Enduro riders on dirt bikes will be able to use portions of the county roads for the annual Dayton Enduro Aug. 10.
The Webster County Board of Supervisors approved a permit to temporarily close and use about 8 miles of roads southeast of Lehigh at its regular meeting Monday. The supervisors also approved a more safety-conscious road striping method for County Road D43, received the annual certification of taxes and approved repair of a dump truck in the roads department.
They also recognized the Webster County Jail for a good report on its annual inspection.
The Central Iowa Enduro Riders have put on the Dayton Enduro since 1981, said Dale Iles, president of the Iowa Enduro Riders Association.
The ride will primarily be through the woods on several private properties. Riders will cross the public roads at several intersections and will use Union Avenue for about a mile.
Iles also works for the roads division of the Webster County Engineer's office, and said he will handle road closings himself. There will be people to control traffic at every intersection, he said.
The goal is to reach each checkpoint in a prescribed time, he said. Riders who come in late are given penalty points, but riders who come in early are given twice as many penalty points.
"This keeps them from cheating in the woods, and also keeps them from racing on the roads," Iles said. "If you're picturing us racing down the road, no. Twelve miles per hour is our speed limit."
The ride's insurance will cover all the landowners, as well as the county in the event of an accident on their property, Iles said.
County jail recognized for inspection
The board recognized the Sheriff's Department and the jail staff for passing the annual jail inspection.
"They received not only passing grades, but recognition for a well-run facility," Supervisor Clark Fletcher said.
The inspection report said the jail was "Clean, well-maintained and well-managed. The documentation was complete and ready for inspection."

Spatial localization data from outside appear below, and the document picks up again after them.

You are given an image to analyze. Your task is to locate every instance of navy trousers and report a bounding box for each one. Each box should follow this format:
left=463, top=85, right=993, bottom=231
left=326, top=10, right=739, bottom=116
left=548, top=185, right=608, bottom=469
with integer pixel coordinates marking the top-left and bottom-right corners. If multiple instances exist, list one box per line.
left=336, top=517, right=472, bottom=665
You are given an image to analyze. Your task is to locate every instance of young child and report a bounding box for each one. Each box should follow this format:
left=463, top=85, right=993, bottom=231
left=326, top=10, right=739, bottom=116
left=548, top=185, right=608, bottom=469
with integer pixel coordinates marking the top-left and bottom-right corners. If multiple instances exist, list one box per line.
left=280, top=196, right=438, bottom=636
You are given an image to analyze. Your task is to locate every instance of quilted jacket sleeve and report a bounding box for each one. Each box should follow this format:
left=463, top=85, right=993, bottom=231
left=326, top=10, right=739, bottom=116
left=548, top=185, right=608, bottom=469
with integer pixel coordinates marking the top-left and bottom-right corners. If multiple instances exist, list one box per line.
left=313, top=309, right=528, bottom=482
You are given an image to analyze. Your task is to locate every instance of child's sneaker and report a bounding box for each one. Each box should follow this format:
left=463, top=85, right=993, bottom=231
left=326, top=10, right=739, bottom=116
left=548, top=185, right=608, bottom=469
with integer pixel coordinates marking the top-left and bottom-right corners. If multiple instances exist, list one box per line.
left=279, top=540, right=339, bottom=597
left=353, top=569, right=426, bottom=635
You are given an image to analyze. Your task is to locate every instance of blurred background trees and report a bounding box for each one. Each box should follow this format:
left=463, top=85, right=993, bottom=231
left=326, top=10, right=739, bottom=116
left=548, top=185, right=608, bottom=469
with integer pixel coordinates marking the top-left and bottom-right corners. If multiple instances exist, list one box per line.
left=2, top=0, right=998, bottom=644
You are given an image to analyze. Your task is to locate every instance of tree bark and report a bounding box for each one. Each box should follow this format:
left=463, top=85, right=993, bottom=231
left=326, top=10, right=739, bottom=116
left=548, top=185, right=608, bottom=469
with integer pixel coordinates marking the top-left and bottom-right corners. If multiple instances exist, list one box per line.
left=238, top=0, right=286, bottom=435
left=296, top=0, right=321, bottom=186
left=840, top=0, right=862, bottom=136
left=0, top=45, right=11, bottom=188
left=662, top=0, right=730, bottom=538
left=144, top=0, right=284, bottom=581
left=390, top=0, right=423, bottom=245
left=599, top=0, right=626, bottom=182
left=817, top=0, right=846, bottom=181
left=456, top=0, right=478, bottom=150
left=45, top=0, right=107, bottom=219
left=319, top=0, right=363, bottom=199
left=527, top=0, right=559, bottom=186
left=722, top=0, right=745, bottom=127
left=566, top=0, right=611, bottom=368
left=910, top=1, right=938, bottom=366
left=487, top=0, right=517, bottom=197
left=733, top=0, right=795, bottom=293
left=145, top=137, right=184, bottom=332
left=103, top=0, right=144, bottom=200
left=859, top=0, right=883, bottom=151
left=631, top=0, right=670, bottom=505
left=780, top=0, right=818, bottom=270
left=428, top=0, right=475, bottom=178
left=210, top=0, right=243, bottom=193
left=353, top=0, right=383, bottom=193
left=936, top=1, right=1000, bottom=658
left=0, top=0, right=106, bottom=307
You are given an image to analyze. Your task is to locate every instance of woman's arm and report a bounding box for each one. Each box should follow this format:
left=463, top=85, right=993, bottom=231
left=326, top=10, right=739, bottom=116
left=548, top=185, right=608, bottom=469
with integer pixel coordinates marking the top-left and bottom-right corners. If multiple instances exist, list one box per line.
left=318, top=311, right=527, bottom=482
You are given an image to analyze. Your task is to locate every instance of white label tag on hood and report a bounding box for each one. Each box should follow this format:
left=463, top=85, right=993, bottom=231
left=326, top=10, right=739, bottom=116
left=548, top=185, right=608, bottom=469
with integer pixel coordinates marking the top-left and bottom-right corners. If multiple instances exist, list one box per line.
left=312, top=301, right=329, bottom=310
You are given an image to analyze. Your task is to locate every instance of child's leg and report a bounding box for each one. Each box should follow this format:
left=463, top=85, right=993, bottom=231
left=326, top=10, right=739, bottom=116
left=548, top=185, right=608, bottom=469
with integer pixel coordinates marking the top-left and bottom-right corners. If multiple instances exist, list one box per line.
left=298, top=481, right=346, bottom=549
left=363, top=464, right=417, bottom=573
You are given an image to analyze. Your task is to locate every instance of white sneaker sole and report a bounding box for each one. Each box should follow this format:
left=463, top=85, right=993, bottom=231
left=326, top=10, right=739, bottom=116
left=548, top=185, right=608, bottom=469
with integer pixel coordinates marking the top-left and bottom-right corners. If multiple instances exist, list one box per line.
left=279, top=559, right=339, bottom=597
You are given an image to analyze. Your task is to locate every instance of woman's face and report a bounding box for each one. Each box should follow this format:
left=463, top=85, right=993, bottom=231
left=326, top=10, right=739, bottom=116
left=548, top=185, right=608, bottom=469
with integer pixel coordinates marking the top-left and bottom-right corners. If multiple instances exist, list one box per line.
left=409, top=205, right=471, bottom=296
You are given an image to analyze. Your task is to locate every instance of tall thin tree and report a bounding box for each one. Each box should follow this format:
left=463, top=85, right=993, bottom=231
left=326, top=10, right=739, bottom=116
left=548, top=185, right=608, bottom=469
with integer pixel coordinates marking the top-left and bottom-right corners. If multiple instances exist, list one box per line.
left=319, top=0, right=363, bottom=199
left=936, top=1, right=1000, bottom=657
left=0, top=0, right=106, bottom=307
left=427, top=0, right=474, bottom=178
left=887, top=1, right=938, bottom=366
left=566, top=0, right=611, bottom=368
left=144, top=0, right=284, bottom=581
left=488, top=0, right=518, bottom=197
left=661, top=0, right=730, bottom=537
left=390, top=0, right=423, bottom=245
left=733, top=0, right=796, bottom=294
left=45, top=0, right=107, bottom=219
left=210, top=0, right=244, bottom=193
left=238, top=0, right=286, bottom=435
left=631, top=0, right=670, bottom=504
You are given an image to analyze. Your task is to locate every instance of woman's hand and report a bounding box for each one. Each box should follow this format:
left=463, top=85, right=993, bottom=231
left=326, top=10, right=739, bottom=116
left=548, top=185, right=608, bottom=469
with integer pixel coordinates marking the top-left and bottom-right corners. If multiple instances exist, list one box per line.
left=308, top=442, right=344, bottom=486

No deficiencies were found on a lengthy list of items, said jail Steve "Wally" Elifrits. The items range to security issues such as keeping staff present at all times, both male and female staff on duty, to issues of prisoner treatment and exercise time, to fire extinguisher and smoke detector checks, acceptable temperature and proper lighting in the building.
There are any number of major or minor things the inspectors can "ding" you for, Elifrits said - especially if Iowa code changes but jail policies do not.
"When I first took over, there were quite a few dings on there," he said.
Elifrits has been administrator for 11 years. He said working ahead to always be prepared for an inspection is key.
"It's just the same old process; you keep up on the policies," he said. "If you don't get behind, it's easy to keep up."
Roads and engineering
The county will now use a milled-in center line and edge line on the recent road resurfacing project between Callender and U.S. Highway 169.
The conventional method was to simply paint the surface, said Webster County Engineer Randy Will. This new method will cut a small way below the surface; it is intended to be more durable because it is less exposed to wear.
"The current highway transportation bill emphasizes safety, and they've provided more funding for that purpose. We became aware we could apply for this funding after the project was let," Will said.
The project will not cost the county anything, he said. About 90 percent of the estimated $40,000 cost will be paid by federal funds, and 10 percent from state funding.
The engineering department will also put a new service body, including a crane, on a chassis that was once a dump truck, for a cost of about $40,000.
The 2003 International single-axle dump truck's chassis is in good condition, but the dump bed is badly rusted, Will said. With its service body it will replace a 1990 Ford F350.
The supervisors received and filed the certification of taxes collectible for the year 2013, which will be collected in 2014-2015.
The total amount of consolidated taxes is $50,837,937.31. This is a slight increase from last year's $50,601,097.96.
The net amount is about $47,976,000 after deducting the homestead, ag land, family farm and business property tax credits. The BPT credit is new this year.
Last year's net amount was about $48,330,000.
Supervisor Merrill Leffler said the alley around the Law Enforcement Center will remain open during construction along First Avenue South. The construction is part of the crosstown connector project and will likely keep the road in front of the LEC closed off until October.
A public hearing was set for 10:30 a.m. Aug. 12 to consider rezoning land near Burnside to allow Mike Halligan to build a house.